Metastatic propensity of Mutant TP53 with LOH patients
We can analyse the metastatic propensity of primary breast tumor
genomes containing TP53 mutations by using function
met_propensity. This function implements a logistic
regression to fit the Binomial probability of developing metastasis
based on the interpreted mutant genome, with the mutant gene without CNA
(here, Mutant TP53 without LOH) as reference.
x = met_propensity(x, tumor_type = 'BRCA', gene = 'TP53')
#> ℹ There are 2112 different genotypes
#> ℹ The most abundant genotypes are:
#> • Mutant TP53 with LOH (54 Samples, Frequency 0.02)
#> • Mutant PIK3CA without AMP (33 Samples, Frequency 0.01)
#> • Mutant TP53 without LOH (33 Samples, Frequency 0.01)

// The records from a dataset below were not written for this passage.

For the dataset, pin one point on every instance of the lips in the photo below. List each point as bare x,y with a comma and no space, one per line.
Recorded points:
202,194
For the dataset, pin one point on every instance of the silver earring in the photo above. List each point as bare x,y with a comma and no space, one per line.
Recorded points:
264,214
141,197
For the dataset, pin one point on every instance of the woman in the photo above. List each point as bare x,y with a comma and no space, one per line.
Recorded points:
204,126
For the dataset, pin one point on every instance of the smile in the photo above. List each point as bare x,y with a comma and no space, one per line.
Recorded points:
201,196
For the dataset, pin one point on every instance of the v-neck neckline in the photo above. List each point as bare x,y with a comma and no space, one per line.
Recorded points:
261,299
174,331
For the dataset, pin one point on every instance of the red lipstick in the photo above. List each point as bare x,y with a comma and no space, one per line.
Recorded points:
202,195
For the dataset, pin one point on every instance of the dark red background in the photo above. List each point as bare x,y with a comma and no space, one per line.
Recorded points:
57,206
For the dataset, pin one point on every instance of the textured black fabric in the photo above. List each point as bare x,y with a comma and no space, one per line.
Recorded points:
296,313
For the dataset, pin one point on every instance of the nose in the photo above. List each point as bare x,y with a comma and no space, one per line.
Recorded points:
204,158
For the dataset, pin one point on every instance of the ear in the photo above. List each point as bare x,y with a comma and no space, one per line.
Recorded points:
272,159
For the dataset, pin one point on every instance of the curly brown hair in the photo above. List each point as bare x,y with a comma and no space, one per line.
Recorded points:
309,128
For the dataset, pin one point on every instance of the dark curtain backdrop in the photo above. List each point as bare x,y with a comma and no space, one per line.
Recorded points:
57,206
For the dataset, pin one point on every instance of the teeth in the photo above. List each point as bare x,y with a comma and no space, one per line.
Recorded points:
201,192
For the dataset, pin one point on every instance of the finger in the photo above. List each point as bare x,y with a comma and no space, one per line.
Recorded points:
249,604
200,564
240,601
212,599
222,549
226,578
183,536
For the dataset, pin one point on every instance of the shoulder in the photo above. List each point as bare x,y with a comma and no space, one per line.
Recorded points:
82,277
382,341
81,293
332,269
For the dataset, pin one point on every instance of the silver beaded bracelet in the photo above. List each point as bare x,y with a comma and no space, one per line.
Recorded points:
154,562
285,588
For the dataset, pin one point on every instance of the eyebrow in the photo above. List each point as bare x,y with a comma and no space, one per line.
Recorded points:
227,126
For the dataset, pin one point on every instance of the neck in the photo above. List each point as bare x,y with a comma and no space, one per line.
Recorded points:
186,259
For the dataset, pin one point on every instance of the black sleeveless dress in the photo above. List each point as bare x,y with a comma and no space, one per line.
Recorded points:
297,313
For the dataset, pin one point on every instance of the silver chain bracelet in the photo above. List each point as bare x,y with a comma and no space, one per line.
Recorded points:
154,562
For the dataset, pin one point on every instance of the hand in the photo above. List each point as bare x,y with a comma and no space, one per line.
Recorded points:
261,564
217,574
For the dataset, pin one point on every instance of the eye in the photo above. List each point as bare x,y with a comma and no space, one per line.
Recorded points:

#> Waiting for profiling to be done...
#> Waiting for profiling to be done...
#> # A tibble: 1 × 6
#> gene class OR low up p.value
#> <chr> <chr> <dbl> <dbl> <dbl> <dbl>
#> 1 TP53 Mutant TP53 with LOH 1.64 1.12 2.41 0.0105The odds ratio (OR) of metastatising for Mutant TP53 with LOH breast cancer is 1.6 (p.value = 0.01) with respect to mutant samples without LOH.
Metastatic tropism of Mutant TP53 with LOH patients
We can analyse the metastatic organotropism of metastatic breast
tumor genomes containing TP53 mutations by using function
met_tropsim. Similarly to the metastatic propensity
analysis, this function implements a logistic regression to fit the
Binomial probability of developing metastasis towards a specific
metastatic site (here the Liver, as example), based on the interpreted
mutant genome, with the mutant gene without CNA (here, Mutant TP53
without LOH) as reference.
x = met_tropism(x, tumor_type = 'BRCA', gene = 'TP53', metastic_site = 'Liver')
#> Waiting for profiling to be done...
#> Waiting for profiling to be done...
#> # A tibble: 1 × 6
#> gene class OR low up p.value
#> <chr> <chr> <dbl> <dbl> <dbl> <dbl>
#> 1 TP53 Mutant TP53 with LOH 1.90 1.07 3.54 0.0343There is odds ratio (OR) of metastatising to the Liver for Mutant TP53 with LOH breast cancer is almost two-fold (OR = 1.9, p.value = 0.03) with respect to mutant samples without LOH.